4:4, 3:4, 2:4, 1:4, 0:4  to 4:0.5, 3:0.5, 2:1, 1:2, 0:4


I can further decay the values over time with incremental deductions.


This improves the quality of the recommendations in terms of newness and helps ensure that a person who bought a 4-year old movie this year is more closely associated with the behavior of others that did as well rather than those who bought the movie when it first came out, but it means that I need to store every datapoint that is sent to the server along with a datestamp so that I can decay the value according to the timeline I've chosen.  This becomes a scaling problem as I try to increase the touch points that represent positive or negative associates between users and movies.  

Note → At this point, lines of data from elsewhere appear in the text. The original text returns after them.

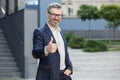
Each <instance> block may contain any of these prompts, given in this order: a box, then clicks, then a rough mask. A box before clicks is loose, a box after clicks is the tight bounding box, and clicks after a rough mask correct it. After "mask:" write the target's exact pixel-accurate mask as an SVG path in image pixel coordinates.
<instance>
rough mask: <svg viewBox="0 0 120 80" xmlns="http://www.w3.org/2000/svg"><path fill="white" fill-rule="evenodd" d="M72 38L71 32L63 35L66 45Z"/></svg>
mask: <svg viewBox="0 0 120 80" xmlns="http://www.w3.org/2000/svg"><path fill="white" fill-rule="evenodd" d="M73 36H74V34H73V32H68V33H66V34H65V38H66V41H67V44H68V43H69V41H70V39H71V37H73Z"/></svg>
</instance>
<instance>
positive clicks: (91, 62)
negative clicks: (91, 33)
mask: <svg viewBox="0 0 120 80" xmlns="http://www.w3.org/2000/svg"><path fill="white" fill-rule="evenodd" d="M69 53H70V58H71V60H72V63H73V67H74V74H73V75H72V78H73V80H120V52H94V53H88V52H87V53H86V52H83V51H82V50H80V49H70V48H69Z"/></svg>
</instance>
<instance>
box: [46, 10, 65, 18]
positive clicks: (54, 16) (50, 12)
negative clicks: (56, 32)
mask: <svg viewBox="0 0 120 80" xmlns="http://www.w3.org/2000/svg"><path fill="white" fill-rule="evenodd" d="M48 13H49V14H51V15H52V16H54V17H56V16H57V17H62V16H63V15H62V14H55V13H51V12H50V11H48Z"/></svg>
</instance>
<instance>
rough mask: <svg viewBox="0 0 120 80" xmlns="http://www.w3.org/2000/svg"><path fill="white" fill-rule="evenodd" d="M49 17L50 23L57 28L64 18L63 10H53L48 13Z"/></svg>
mask: <svg viewBox="0 0 120 80" xmlns="http://www.w3.org/2000/svg"><path fill="white" fill-rule="evenodd" d="M47 16H48V18H49V23H50V24H51V25H52V26H53V27H56V26H58V24H59V23H60V21H61V18H62V10H61V9H56V8H52V9H51V10H50V11H49V12H48V13H47Z"/></svg>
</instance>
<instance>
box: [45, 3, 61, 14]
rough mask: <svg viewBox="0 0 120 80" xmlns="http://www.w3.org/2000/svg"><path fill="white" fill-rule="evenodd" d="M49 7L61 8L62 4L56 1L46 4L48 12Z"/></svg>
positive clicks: (54, 7) (52, 7)
mask: <svg viewBox="0 0 120 80" xmlns="http://www.w3.org/2000/svg"><path fill="white" fill-rule="evenodd" d="M51 8H56V9H61V8H62V6H61V4H59V3H57V2H53V3H51V4H49V5H48V7H47V11H48V12H49V11H50V9H51Z"/></svg>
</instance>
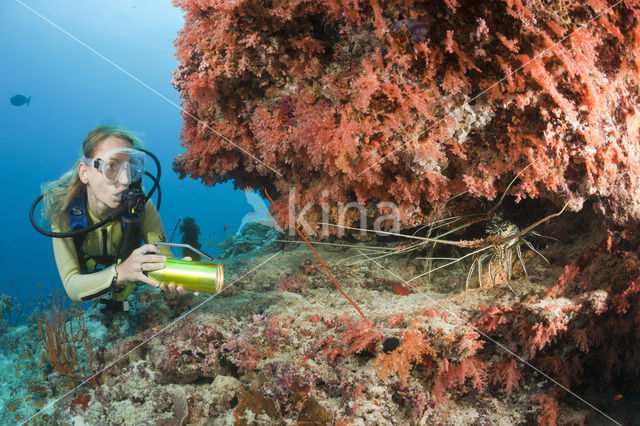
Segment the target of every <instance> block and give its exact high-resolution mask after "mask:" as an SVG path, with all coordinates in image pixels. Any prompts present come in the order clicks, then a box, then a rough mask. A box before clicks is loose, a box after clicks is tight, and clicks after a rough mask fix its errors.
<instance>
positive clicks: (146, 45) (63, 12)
mask: <svg viewBox="0 0 640 426" xmlns="http://www.w3.org/2000/svg"><path fill="white" fill-rule="evenodd" d="M30 9H32V10H30ZM182 25H183V19H182V12H181V10H180V9H178V8H176V7H174V6H172V4H171V2H169V1H152V0H135V1H125V0H114V1H110V2H103V1H96V0H84V1H78V0H58V1H56V2H50V1H45V0H28V1H26V0H25V1H23V0H7V1H3V2H2V3H1V4H0V39H1V40H2V43H0V57H1V58H2V66H0V129H2V133H1V136H0V140H1V141H0V158H1V161H2V167H0V182H1V186H2V198H3V203H2V209H0V220H1V222H2V224H3V226H2V236H1V238H0V271H1V272H2V275H1V276H2V280H1V281H0V285H1V286H2V289H1V290H0V293H4V294H8V295H10V296H12V297H15V298H17V299H18V302H19V303H20V304H21V305H22V307H21V308H20V310H22V311H23V312H24V313H25V314H28V313H29V311H30V310H31V308H32V307H33V304H35V303H36V302H37V301H42V300H43V298H45V297H46V295H47V294H51V292H52V291H55V290H57V289H60V290H62V283H61V281H60V278H59V276H58V272H57V269H56V265H55V260H54V257H53V250H52V247H51V241H50V239H49V238H47V237H45V236H43V235H41V234H39V233H37V232H36V231H35V230H34V229H33V228H32V226H31V224H30V222H29V208H30V207H31V204H32V202H33V201H34V199H35V198H36V197H37V196H38V194H39V193H40V185H41V184H42V183H44V182H47V181H50V180H54V179H56V178H58V177H59V176H60V175H61V174H62V173H64V172H65V171H66V170H68V169H69V168H70V167H71V165H72V164H73V162H74V160H75V159H76V158H77V156H78V155H79V150H80V146H81V144H82V141H83V140H84V137H85V136H86V134H87V133H88V132H89V131H90V130H91V129H93V128H94V127H97V126H99V125H105V124H108V125H121V126H124V127H125V128H127V129H129V130H131V131H134V132H136V133H137V134H139V135H140V136H141V138H142V140H143V141H144V142H145V148H146V149H148V150H150V151H151V152H153V153H154V154H155V155H156V156H157V157H158V158H159V159H160V162H161V165H162V177H161V187H162V201H161V209H160V214H161V216H162V219H163V224H164V228H165V232H166V234H167V236H168V238H171V234H172V232H173V229H174V227H175V225H176V222H177V221H178V220H179V219H182V218H184V217H193V218H194V219H195V221H196V223H197V225H198V226H199V227H200V231H201V235H200V242H201V243H202V249H203V250H204V251H205V252H206V253H209V254H212V255H214V256H215V255H216V254H218V253H219V250H218V249H217V248H216V246H215V243H216V241H222V240H224V239H225V238H226V236H227V235H229V234H234V233H235V232H236V231H237V228H238V226H239V225H240V223H241V221H242V218H243V217H244V216H245V214H247V213H249V212H251V211H253V210H254V209H253V208H252V207H251V206H250V205H249V204H248V203H247V199H246V196H245V193H244V192H242V191H239V190H234V189H233V184H232V183H230V182H227V183H224V184H219V185H216V186H215V187H205V186H204V185H203V184H201V183H200V182H196V181H194V180H191V179H189V178H185V179H184V180H179V179H178V177H177V175H176V174H175V173H174V172H173V170H172V162H173V158H174V157H175V156H176V155H178V154H180V153H181V152H183V148H182V147H181V146H180V141H179V135H180V128H181V125H182V119H181V115H180V111H179V109H178V108H177V106H176V105H178V106H179V105H180V99H179V97H178V93H177V91H176V90H175V89H174V88H173V87H172V86H171V85H170V81H171V72H172V71H173V70H174V69H175V68H176V65H177V60H176V59H175V57H174V51H175V48H174V46H173V41H174V39H175V38H176V37H177V32H178V31H179V30H180V29H181V27H182ZM74 38H75V39H74ZM76 39H77V40H76ZM100 55H102V56H103V57H101V56H100ZM105 58H107V59H108V60H106V59H105ZM109 61H111V62H112V63H110V62H109ZM118 67H119V68H121V69H118ZM127 73H129V74H131V76H134V77H135V78H136V79H138V80H140V82H139V81H136V80H135V79H134V78H132V77H131V76H130V75H127ZM141 82H142V83H144V84H142V83H141ZM145 85H147V86H148V87H145ZM154 92H157V93H154ZM16 94H22V95H24V96H26V97H29V96H30V97H31V102H30V105H23V106H20V107H16V106H13V105H12V104H11V103H10V102H9V98H11V97H12V96H14V95H16ZM163 97H164V98H166V99H163ZM172 103H173V104H172ZM174 104H175V105H174ZM149 164H151V165H150V166H148V170H149V171H150V172H151V173H153V174H155V167H154V166H153V161H150V162H149ZM145 181H146V188H147V189H148V188H150V186H151V185H150V180H149V179H148V178H145ZM153 199H154V201H157V196H156V195H154V198H153ZM37 214H38V215H39V209H38V211H37ZM179 241H180V234H179V232H176V236H175V237H174V242H179ZM176 254H177V255H179V253H176Z"/></svg>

It would seem to me that this is a fairly typical type of problem for a recommender to have and wonder if there are more elegant ways of acheiving this.




Master Collaborator

Yes indeed, aging is built in as the 'decay factor' setting. See


This controls how much each generation decays, and at what point it is considered equal to 0.


It is driven by generation rather than timestamp. This is essentially the same if generations run at regular intervals, but do note that. It also only works when running on Hadoop.